DC Dispatch Clinical Trial Reform

Four Democrats, led by Congressman Edward J. Markey of Massachusetts, introduced a bill to the House of Representatives that aims to close some of the loopholes in clinical trial reporting. If passed, the Trial and Experimental Studies Transparency (TEST) Act of 2012 would help to better maintain the clinical trial registry data bank ClinicalTrials.gov using stronger reporting requirements. For instance, all foreign clinical studies being conducted to support an application for U.S. marketing would have to comply with the regulations of the database. According to the bill’s backers, 80% of the drugs that entered the market in 2008 were tested overseas, and many of those trials did not have to be registered in the database.

Markey, along with co-sponsors Reps. Henry A. Waxman (CA), Rosa DeLauro (CT), and Jan Schakowsky (IL), says that this bill would improve patient safety because data obtained from previous trials could contain information that would prevent unnecessary risks to participants during future trials for similar drugs.

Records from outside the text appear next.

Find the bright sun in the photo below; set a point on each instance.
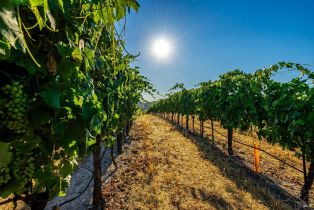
(162, 48)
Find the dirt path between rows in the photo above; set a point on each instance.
(162, 169)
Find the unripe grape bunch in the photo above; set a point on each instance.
(4, 175)
(15, 107)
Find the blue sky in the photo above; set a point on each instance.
(211, 37)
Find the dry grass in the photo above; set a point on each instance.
(162, 169)
(288, 178)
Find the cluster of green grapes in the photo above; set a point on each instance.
(15, 107)
(4, 175)
(23, 171)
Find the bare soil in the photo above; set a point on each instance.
(163, 169)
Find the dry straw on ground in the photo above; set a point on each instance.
(162, 169)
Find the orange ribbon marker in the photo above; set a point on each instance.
(256, 159)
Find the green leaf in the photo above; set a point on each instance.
(66, 67)
(9, 28)
(5, 155)
(39, 115)
(67, 168)
(51, 97)
(63, 49)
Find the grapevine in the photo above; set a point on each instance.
(15, 106)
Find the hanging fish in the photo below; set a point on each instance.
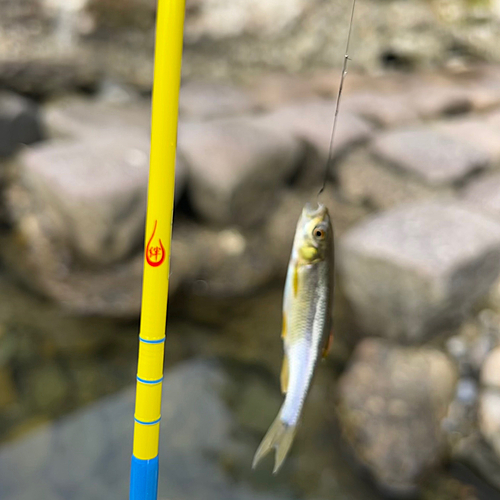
(307, 321)
(307, 308)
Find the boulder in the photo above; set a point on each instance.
(311, 123)
(80, 118)
(414, 270)
(485, 193)
(386, 109)
(94, 191)
(89, 119)
(432, 157)
(235, 168)
(19, 123)
(220, 263)
(203, 100)
(489, 418)
(365, 180)
(392, 402)
(490, 371)
(477, 133)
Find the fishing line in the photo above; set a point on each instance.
(339, 94)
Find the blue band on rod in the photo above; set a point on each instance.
(158, 341)
(150, 382)
(144, 479)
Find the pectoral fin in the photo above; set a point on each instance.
(284, 375)
(328, 345)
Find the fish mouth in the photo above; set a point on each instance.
(314, 213)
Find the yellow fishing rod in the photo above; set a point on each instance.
(167, 75)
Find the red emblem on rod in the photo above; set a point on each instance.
(155, 254)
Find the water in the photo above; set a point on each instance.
(221, 392)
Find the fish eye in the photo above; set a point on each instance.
(319, 233)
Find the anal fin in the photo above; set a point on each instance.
(284, 375)
(328, 345)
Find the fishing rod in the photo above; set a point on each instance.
(166, 87)
(339, 95)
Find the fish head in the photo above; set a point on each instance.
(314, 234)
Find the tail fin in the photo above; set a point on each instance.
(279, 436)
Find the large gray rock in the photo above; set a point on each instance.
(95, 190)
(89, 119)
(220, 263)
(209, 100)
(311, 123)
(392, 402)
(19, 123)
(413, 270)
(365, 180)
(434, 158)
(235, 167)
(475, 132)
(485, 193)
(79, 118)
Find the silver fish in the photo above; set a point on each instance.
(307, 321)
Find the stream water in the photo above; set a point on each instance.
(66, 407)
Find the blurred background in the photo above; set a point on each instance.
(407, 405)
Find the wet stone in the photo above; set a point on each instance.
(19, 123)
(384, 109)
(485, 193)
(95, 190)
(365, 180)
(392, 402)
(416, 269)
(235, 167)
(80, 118)
(203, 100)
(476, 132)
(431, 156)
(311, 123)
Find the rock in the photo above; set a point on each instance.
(365, 180)
(86, 119)
(471, 346)
(414, 270)
(95, 191)
(79, 118)
(44, 76)
(392, 402)
(19, 123)
(224, 263)
(434, 158)
(385, 109)
(475, 132)
(311, 123)
(490, 371)
(485, 193)
(434, 99)
(206, 101)
(235, 167)
(112, 291)
(218, 20)
(489, 418)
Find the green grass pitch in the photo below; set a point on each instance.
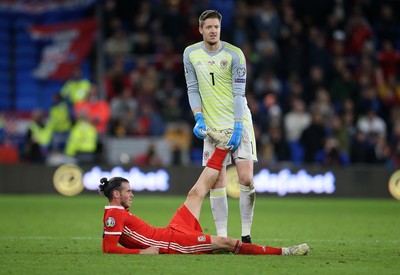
(51, 234)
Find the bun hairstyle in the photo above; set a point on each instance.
(107, 186)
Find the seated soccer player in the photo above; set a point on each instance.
(183, 234)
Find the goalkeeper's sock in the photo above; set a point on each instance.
(219, 208)
(254, 249)
(247, 201)
(217, 159)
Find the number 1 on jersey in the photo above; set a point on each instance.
(212, 78)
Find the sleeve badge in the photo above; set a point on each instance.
(110, 222)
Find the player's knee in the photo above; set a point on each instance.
(196, 192)
(246, 179)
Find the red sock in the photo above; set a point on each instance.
(254, 249)
(217, 159)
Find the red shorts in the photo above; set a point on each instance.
(188, 237)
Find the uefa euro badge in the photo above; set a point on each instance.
(201, 238)
(110, 222)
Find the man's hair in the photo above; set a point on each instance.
(107, 186)
(209, 14)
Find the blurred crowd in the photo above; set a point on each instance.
(323, 80)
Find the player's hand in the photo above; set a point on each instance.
(234, 141)
(150, 250)
(200, 128)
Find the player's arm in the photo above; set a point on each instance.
(239, 73)
(194, 96)
(110, 245)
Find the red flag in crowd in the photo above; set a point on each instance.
(69, 44)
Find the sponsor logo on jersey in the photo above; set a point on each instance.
(206, 155)
(188, 70)
(201, 238)
(240, 80)
(223, 64)
(241, 71)
(110, 222)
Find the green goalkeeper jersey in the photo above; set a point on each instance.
(216, 82)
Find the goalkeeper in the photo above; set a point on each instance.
(183, 235)
(215, 73)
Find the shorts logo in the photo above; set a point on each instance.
(240, 80)
(223, 64)
(201, 238)
(241, 71)
(110, 222)
(206, 155)
(188, 71)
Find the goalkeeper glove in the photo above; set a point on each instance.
(200, 128)
(234, 141)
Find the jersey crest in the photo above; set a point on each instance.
(110, 222)
(201, 238)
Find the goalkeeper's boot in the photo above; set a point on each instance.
(220, 138)
(297, 250)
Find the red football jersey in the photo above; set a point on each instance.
(182, 235)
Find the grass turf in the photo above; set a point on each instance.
(51, 234)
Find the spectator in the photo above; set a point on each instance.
(370, 123)
(280, 147)
(116, 80)
(124, 109)
(97, 110)
(118, 45)
(323, 105)
(38, 138)
(358, 31)
(82, 140)
(331, 155)
(8, 152)
(60, 121)
(142, 43)
(387, 25)
(315, 80)
(77, 88)
(342, 87)
(296, 120)
(313, 137)
(388, 59)
(148, 158)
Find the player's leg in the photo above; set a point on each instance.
(219, 204)
(206, 180)
(245, 156)
(218, 197)
(247, 197)
(238, 247)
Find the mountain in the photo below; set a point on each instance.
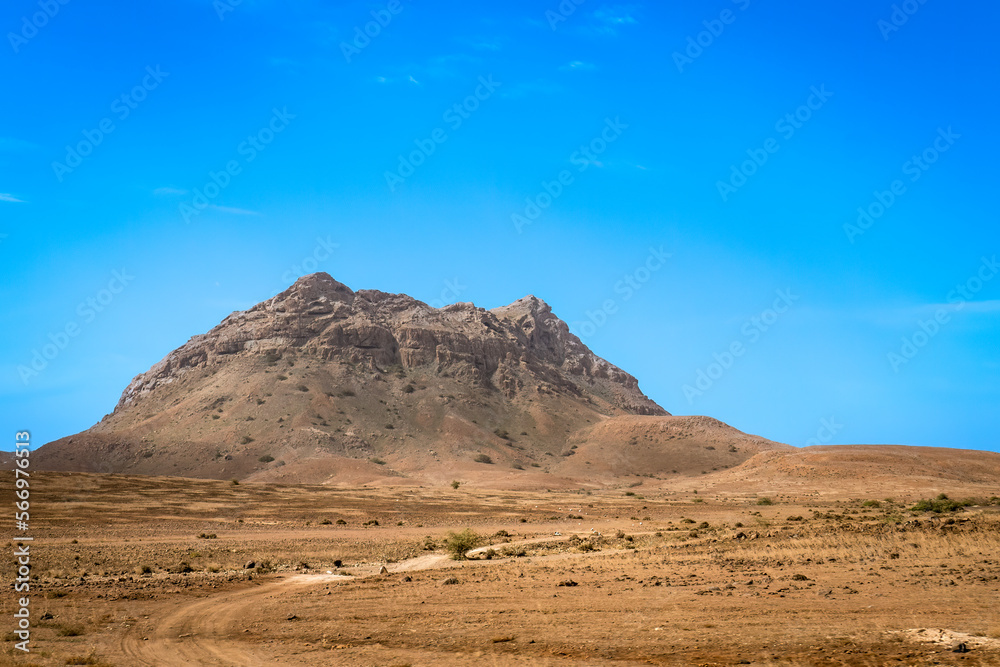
(322, 384)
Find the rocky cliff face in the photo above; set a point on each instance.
(517, 350)
(322, 384)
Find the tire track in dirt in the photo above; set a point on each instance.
(203, 632)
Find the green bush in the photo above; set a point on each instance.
(940, 504)
(457, 544)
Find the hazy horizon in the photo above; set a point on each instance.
(780, 217)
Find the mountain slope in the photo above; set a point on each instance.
(324, 384)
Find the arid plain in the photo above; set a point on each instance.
(291, 487)
(131, 570)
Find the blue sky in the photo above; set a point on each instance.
(680, 181)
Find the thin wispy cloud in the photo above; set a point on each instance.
(526, 88)
(610, 19)
(234, 211)
(577, 66)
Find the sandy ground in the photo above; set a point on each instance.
(152, 571)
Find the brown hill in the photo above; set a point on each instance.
(858, 470)
(323, 384)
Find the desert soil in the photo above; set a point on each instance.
(152, 571)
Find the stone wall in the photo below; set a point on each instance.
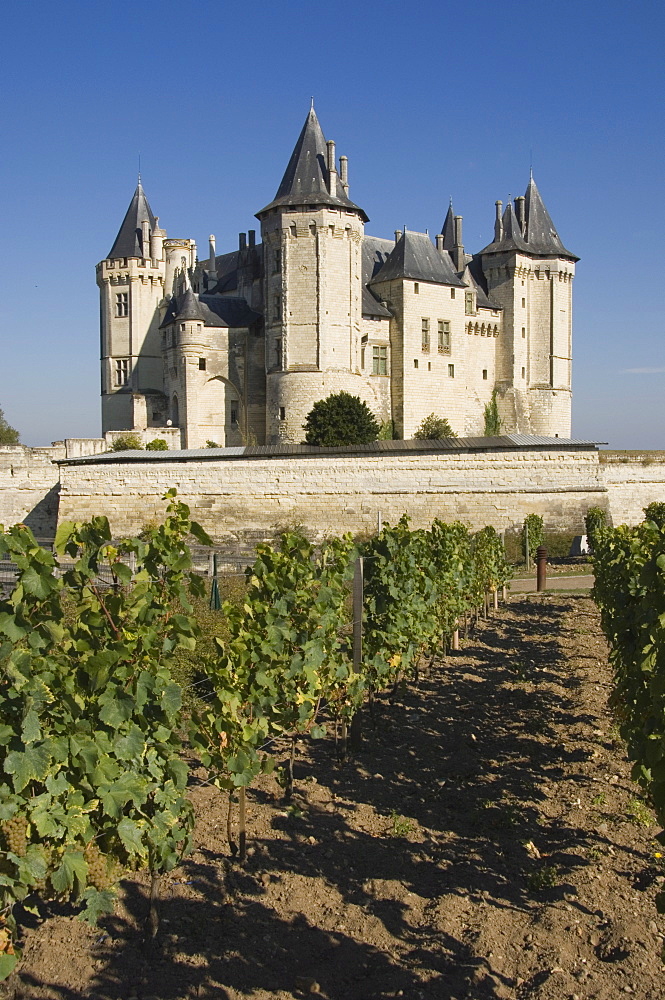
(633, 479)
(233, 496)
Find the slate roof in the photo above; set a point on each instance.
(129, 241)
(540, 238)
(414, 256)
(375, 252)
(507, 442)
(212, 310)
(306, 179)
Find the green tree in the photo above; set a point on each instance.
(127, 442)
(8, 434)
(340, 419)
(492, 418)
(433, 428)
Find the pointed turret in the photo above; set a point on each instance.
(448, 229)
(310, 177)
(129, 242)
(414, 257)
(540, 233)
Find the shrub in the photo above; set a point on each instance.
(127, 442)
(340, 419)
(533, 526)
(492, 418)
(433, 428)
(593, 522)
(655, 512)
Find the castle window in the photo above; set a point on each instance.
(379, 360)
(444, 336)
(121, 371)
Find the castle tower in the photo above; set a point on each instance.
(530, 273)
(131, 283)
(312, 245)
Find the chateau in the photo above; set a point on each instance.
(236, 349)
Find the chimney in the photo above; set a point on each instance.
(157, 242)
(498, 223)
(332, 170)
(458, 249)
(520, 212)
(344, 172)
(145, 241)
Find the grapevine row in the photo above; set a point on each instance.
(91, 719)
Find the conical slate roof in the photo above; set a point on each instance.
(540, 238)
(415, 257)
(129, 241)
(540, 233)
(448, 229)
(306, 179)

The TEST Act would also require all trials involving human testing to be registered with the database before the first participant is enrolled, require results to be posted within one year of the completion of the trial (expect for trials for never-before-approved treatments which will have two years), and instruct NIH and the FDA to provide a report to Congress regarding compliance with the requirements.

The odds of the bill passing are unknown at this time, but it could pose a threat to industry-sponsored trials if companies prefer to keep proprietary information from reaching competitors.

Discoveries/Innovations

Is a cure for HIV on the way? The 19th International AIDS Conference held in July offered some renewed hope for HIV patients that a cure may be on the horizon. A new study revealed that two people may soon join Timothy Ray Brown (aka the “Berlin Patient”) as the only person to be “cured” of the disease. Brown conquered HIV while being treated for leukemia via bone marrow transplants that used donor cells resistant to HIV infection because they lacked a key HIV receptor. While bone marrow transplants cannot routinely be used for this purpose, there are several studies investigating the procedure, according to ABC News.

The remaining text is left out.